A Guide to Mindfulness


R U OK?


The Dedication:

This little story all started a couple of weeks ago when in the garage of my own home. I decided I needed a spray tan for my sister’s wedding coming up and reached out to someone I knew on Instagram to see if she could come out and beautify me. Fast-forward 48 hours and there I stood naked, stiff nipped and nervous that the neighbours might accidentally peer through their bathroom window and catch a sight no one wants to see. Now you’re probably all looking at your screens sideways a little puzzled at where this is going but I promise you this has meaning. You see the woman who was tanning me was someone I had been admiring on social media for a little while now. She is an individual who, this year, is in the process of sharing to the world of social media what she is going through and how she is managing. She speaks of trauma, anxiety, autism, alcoholism and her journey through it all. I was and continuously am in awe of her bravery.  She has demonstrated such a strength in her ability to expose her battles, her vulnerabilities, her weaknesses, her fears, for the world to engage in.   
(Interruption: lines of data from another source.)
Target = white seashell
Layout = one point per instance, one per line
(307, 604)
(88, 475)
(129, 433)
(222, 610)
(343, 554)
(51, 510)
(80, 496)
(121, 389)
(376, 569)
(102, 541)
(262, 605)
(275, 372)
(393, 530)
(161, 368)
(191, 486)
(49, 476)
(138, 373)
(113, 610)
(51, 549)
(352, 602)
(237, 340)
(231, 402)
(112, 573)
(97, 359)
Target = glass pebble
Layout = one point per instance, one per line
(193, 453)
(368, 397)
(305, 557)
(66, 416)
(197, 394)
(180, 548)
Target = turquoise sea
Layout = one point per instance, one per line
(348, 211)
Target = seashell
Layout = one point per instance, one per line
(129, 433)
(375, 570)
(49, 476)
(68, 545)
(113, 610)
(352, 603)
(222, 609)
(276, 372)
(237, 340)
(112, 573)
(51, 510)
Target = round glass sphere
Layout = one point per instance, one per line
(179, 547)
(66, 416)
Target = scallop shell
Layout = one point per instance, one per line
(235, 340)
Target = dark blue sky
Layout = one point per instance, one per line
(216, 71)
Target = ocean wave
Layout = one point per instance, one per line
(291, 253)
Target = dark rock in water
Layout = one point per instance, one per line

So there I was, in nothing but a paper shower cap, butt naked and everything out on show. I don’t know if it was the fact that I was completely vulnerable myself in the state I was in or if I was high off the tanning fumes but I sparked up the ‘conversation’. You know those tricky ones that we usually avoid. I told her how much I loved what she was doing and asked her question after question about her journey. Without hesitation, she spoke to me, me, someone she didn’t know all that well. With a power I cannot explain. So today’s post is dedicated to her and her and courage. You know who you are.
Are You Okay?
We are funny as human beings. We need connection with others, it is the way we are wired, without it we do become angry and bitter, we hurt, and yet when we need it the most we hide behind our fake and broken smiles and pretend that we are fine. We have this warped perception that in life you have to be brave and strong and that vulnerability means we are weak and weakness is not good. Success is measured by your job and how much money you earn or by your followers on Instagram. We forget that it is ok not to feel ok and we withdraw from sharing with those around us when we need them the most. When those not so great emotions overwhelm us we supress them because well, we struggle to show that we may need help.
I was in one of those places not that long ago. That place where bed was comfort and people were too difficult to be around. I was exhausted with life and withdrew from the people I loved the most. I hid behind the smiles and fake laughs, I told people I was fine and made up lies when people checked in on me.
{FINE, We all know what it really means- Fucked up, Insecure, Needy and Emotional}
Even my beautiful friends, the group of ladies in my life that I’ve always been able to talk were hidden from I was going through. At the time I didn’t really know why this was happening to me. It was a shock to me because I was always that person that was positive and happy and saw a glass half full. I knew how to fix my day through meditation, fresh air and time sent with loved ones but all those things just weren’t cutting it.  Reflecting on it now I believe it was a culmination of things that I kept to myself and supressed and pretended weren’t happening. It wasn’t a black cloud like they describe but there was definitely a grey one lingering around. It wasn’t until one day, whilst at work one of my closest colleagues asked the question, “Are you okay?” This was when the flood gates opened and for days and days I cried and talked, yelled a little, cried some more and talked…and talked… and talked. The grey cloud was  still there to an extent because, hey they don’t just disappear without some kind of resolution, but the heaviness was lifted and I was able to think rationally and start to be proactive about the next few steps I needed to take.
Which leads me to today. R U OK day. I thought this day would be the perfect opportunity for me to post about how important it is to speak up and check in on people around you. The simple question that when asked can change a person’s life. As I wrote earlier we tend to hide our grey cloud from everyone, embarrassed and afraid of what it might bring when we open up. Funnily enough though we also feel that it is our duty that when someone does open up we have do everything in our power to make sure we help them in these moments of crisis. Often we go too far and our actions actually deter our loved ones from sharing again. When you’re in those dark moments you don’t want the platitudes or the, ‘you need to…’ or ‘you should…’ What we need is someone to simply listen without passing judgement.
The R U OK campaign have released four great tips to help us manage conversations we are uncomfortable. They say:
  1. Ask, Are you OK?
    The simple question can shape and change our everyday conversations and help remove the awful stigma we feel in regards to vulnerability and weakness.
  2. Listen without judgement
    So much peace can be brought to a person when they just have an ear to listen and a shoulder to cry on.
  3. Encourage action
    This isn’t always seeking out professional advice or counselling but a simple walk on the beach or something of that nature.
  4. Check in
    Always follow up. You never know one simple question could save a person’s life.

So that’s my story. I hope that it reaches someone just like my dedication touched me. I hope it gives someone the strength to speak out when I ask you, R U OK?